Higher education institutions must consider moving away from siloes and towards the adoption of a "better together" research business model that helps bridge the gaps between islands. The better together model relies on a shared-use platform accessible across research departments. Instead of acquiring stand-alone assets with grants and other sources of funding, departments funnel those dollars into an equivalent expansion of the platform. They can do so directly, by allocating funds to a central purchasing group. Or, they can do so indirectly through buy-in programs, by following the specifications generated by a centralized research organization and executing purchases accordingly. In this scenario, assets still can be tracked to grants, yet incorporated seamlessly into the growing shared infrastructure to avoid creating islands.

By pooling assets into the shared use platform, higher education institutions can achieve higher resource utilization across the board, without sacrificing resource availability for any individual research endeavor. At the same time, they may be able to cut acquisition and maintenance costs by building a more tightly integrated infrastructure, better leveraging compute and network assets, and starting to rationalize their vendor portfolios.

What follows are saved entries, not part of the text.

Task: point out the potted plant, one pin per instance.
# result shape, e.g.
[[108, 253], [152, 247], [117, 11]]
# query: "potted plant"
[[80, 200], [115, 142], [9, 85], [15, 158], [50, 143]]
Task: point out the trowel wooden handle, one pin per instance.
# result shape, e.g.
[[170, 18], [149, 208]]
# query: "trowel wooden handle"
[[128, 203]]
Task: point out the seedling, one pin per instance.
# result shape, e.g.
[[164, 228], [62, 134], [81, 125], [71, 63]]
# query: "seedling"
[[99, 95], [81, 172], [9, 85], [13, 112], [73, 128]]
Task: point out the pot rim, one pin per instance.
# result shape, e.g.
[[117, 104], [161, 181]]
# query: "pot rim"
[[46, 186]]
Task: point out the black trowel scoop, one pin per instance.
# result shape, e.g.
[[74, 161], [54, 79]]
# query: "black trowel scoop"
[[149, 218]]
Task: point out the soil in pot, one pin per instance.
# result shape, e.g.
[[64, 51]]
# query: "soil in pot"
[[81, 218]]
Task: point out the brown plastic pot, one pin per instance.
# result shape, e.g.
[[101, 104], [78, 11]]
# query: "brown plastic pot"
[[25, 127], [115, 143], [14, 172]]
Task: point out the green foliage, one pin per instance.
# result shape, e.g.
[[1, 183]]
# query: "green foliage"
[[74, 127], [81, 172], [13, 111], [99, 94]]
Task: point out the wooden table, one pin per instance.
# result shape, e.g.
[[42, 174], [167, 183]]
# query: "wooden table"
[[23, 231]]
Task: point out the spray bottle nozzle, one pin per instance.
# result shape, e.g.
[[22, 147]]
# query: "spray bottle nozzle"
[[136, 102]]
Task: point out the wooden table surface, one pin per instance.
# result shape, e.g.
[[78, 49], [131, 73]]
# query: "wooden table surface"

The better together model works best with the right platform as its foundation to meet the varied requirements spanning all research departments and initiatives. The platform demands servers, like those from HPE, that offer a unified architecture to turbocharge traditional and modern workloads, from data center to edge. One that delivers a high-performance, cost-effective, and scalable infrastructure that fuses compute and graphics acceleration – like NVIDIA's AI and accelerated computing solutions for enterprise IT – along with high-speed, secure networking. One that is fully-integrated with industry-leading IT and DevOps frameworks. One that incorporates best-in-class AI compute hardware and software with full-stack innovation. One with a proven track record of exascale-level deployments that meet the increasingly stringent security, compliance, and reliability imperatives similar to those needed by higher education institutions ready to adopt a shared use platform.

"AI technology is reshaping nearly every industry, having become an important part of higher education, enabling groundbreaking research that will help solve the most complex and important social and societal challenges, and developing the AI-enabled workforce," said Cheryl Martin, Global Director, Business Development Higher Education and Research at NVIDIA. "Forward-looking institutions must invest in shared use platforms that provide all AI has to offer, or else risk being left behind."

To compete in the rapidly-changing world of higher education research, institutions must seek every possible advantage. The better together model empowers researchers, teams, and departments to innovate, collaborate, and accelerate – raising the institution's profile, helping drive talent and revenue to the institution, addressing the budgetary realities the institution faces, and positioning the institution for ongoing success.